Interview · About Me · Question 2
Tiny Thoughts. Not because it's the most technically sophisticated thing I've built, though it might be. Because of what it replaced and what it proved.
There was a $3,000-a-month enterprise platform called Rethink BA that the agency was paying for. Bloated. Overcomplicated. The therapists were overwhelmed by it. Too many features, none of them fast enough for what actually happens in a session with a child. So I built Tiny Thoughts. Rails 8, PostgreSQL, a TypeScript domain kernel for mastery detection. Three program types, five roles, RLS on every clinical table.

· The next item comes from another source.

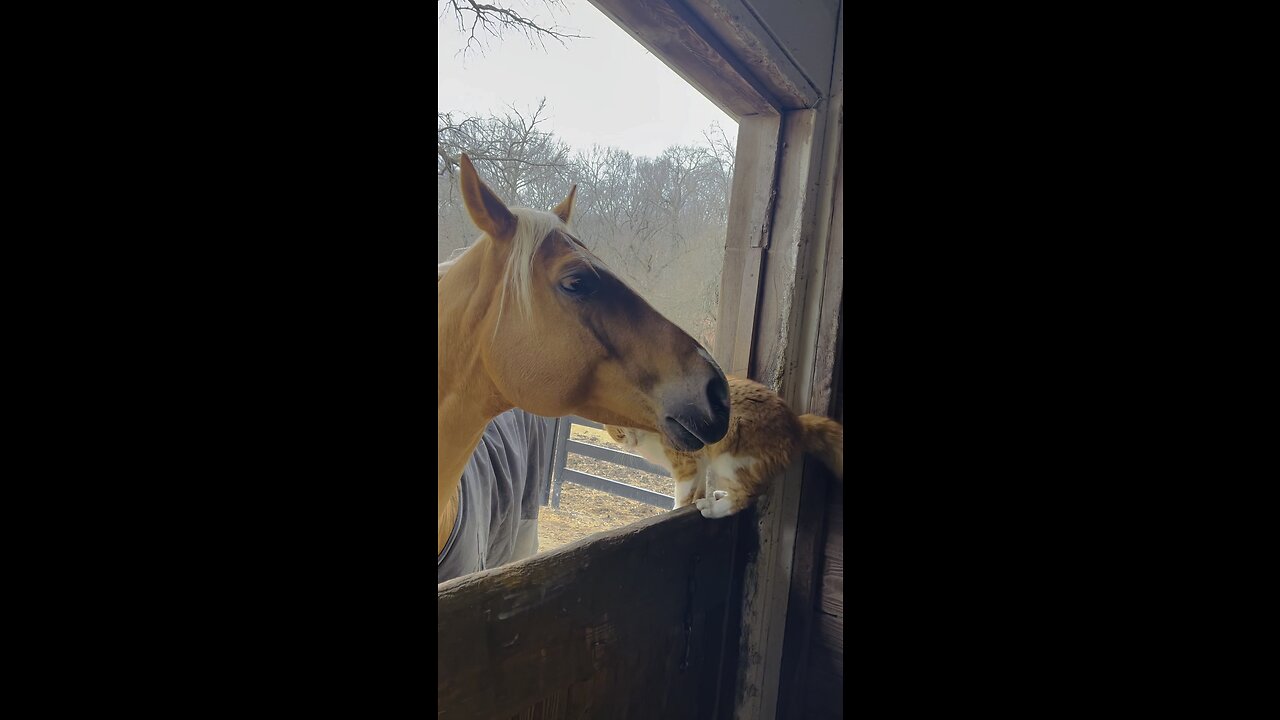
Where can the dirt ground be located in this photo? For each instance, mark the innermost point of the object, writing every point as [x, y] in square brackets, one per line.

Within nine weeks, trial volume went from 10 per week to over 5,000. 537 times growth. Twenty-seven monthly active users. Seventy-three percent MAU. Therapists self-onboarded without a single training document.
But the part I'm proud of isn't the numbers. It's the mastery detection engine. I sat with BCBAs and learned how they decide when a child has mastered a skill. Then I turned that clinical judgment into configurable rules with property-tested edge cases. Not machine learning. Deep domain knowledge encoded into software. And when a mastery event fires, that means a real child just demonstrated consistent ability in something they couldn't do before. 129 of those events have fired so far.
I built software that helps children learn. I didn't set out to work in healthcare. I set out to build something, and healthcare is where the building led me. I followed the work, and the work turned out to matter.